Glenn's political philosophy mirrors mine almost perfectly and his re-embracing of religion in middle age is entirely relateable to me. His honesty, humility and sarcasm are refreshing. If I ever meet him in person, I'll probably bawl my head off.

In April of this year, right after radio personality Don Imus was fired for making a racial slur on the air, Glenn complained about the political correctness of the move without apologizing for Don Imus's comments. There was some talk of other prominent radio personalities like Glenn being taken off the air because their comments could be offensive to some people. Glenn took an extended vacation beginning April 16 but before he left, he appealed to his audience for more voices, not less. As he signed off he said, "You have your voice and others will start losing their voice if you don't start using yours."

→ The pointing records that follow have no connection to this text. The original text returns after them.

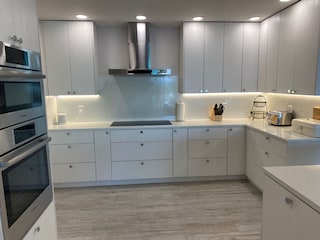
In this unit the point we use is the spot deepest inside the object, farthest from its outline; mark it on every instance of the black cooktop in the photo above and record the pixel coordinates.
(140, 123)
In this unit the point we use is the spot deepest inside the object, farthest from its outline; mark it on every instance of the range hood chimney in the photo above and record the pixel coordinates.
(139, 52)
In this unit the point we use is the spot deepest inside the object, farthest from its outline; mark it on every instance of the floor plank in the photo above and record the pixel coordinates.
(219, 210)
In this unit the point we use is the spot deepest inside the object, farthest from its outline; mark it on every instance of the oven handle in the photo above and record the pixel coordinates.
(24, 152)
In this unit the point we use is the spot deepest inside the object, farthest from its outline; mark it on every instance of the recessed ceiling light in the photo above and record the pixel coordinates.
(81, 16)
(197, 18)
(141, 17)
(254, 19)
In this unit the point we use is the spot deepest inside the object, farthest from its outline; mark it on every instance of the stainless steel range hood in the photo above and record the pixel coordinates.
(139, 53)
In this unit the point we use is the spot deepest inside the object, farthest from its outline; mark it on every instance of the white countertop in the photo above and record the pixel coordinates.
(302, 181)
(284, 133)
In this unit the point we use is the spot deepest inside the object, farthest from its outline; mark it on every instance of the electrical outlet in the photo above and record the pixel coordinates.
(80, 109)
(225, 105)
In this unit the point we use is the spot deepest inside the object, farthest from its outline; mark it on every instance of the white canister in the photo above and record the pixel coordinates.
(180, 111)
(62, 118)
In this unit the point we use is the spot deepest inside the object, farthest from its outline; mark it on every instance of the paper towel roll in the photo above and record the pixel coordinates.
(180, 111)
(62, 118)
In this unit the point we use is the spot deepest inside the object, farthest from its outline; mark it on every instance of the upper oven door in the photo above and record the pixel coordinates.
(21, 98)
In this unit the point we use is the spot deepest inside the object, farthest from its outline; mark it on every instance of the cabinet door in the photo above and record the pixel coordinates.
(236, 151)
(263, 48)
(289, 19)
(233, 50)
(192, 60)
(272, 53)
(307, 48)
(250, 57)
(55, 35)
(45, 227)
(180, 152)
(287, 217)
(102, 147)
(81, 49)
(20, 18)
(213, 57)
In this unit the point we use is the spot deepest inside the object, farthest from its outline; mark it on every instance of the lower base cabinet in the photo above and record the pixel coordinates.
(45, 227)
(127, 170)
(286, 217)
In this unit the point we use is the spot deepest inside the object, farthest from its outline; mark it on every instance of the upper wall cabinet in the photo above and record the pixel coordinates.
(19, 23)
(290, 64)
(219, 57)
(69, 57)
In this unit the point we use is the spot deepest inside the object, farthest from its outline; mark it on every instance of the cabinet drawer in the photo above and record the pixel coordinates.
(271, 144)
(72, 136)
(207, 148)
(207, 167)
(141, 169)
(141, 135)
(207, 133)
(141, 151)
(76, 172)
(72, 153)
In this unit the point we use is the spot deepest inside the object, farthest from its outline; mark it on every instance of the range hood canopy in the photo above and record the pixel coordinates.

I remember these words had a profound effect on me. I don't have a radio program, but I do have a couple ways of sharing thoughts with other people. One is this blog. Another is video. I decided I would work on creating my own brand of education and opinion through my blog and through my own video productions online. Thus, Solitary World was born. I haven't done much with it yet; Still trying to feel it out and find the best approach. I don't even know if it will be political, but it may be. We'll see.

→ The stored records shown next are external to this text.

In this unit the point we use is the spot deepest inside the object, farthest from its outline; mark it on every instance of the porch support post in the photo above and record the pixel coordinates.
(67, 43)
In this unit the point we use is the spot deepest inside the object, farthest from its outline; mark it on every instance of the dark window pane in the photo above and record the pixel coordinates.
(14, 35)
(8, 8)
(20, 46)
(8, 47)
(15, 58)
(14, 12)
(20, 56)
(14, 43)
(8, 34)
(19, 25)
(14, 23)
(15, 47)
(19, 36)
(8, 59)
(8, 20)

I am very thankful to Glenn Beck... for everything he is and everything he does. Thanks, man.

Finally, there's my wife and kids. Sure, Glenn Beck is a nice guy and all, but if there was one person in this world who is singlehandedly responsible for me becoming a better person over the last decade or so, it's my wife. Her support (and tolerance) of me seems to have no boundaries. I don't know where I would be without her. I know it wouldn't be quite as nice as it is here.

My kids are wonderful and I can't be thankful enough for what the experience of being their earthly father has brought into my life. They are the most precious part of my life and I thorougly enjoy teaching them, guiding them, and helping them grow up.

If you've made it this far without falling asleep or bashing your computer into pieces, then have a Happy Thanksgiving!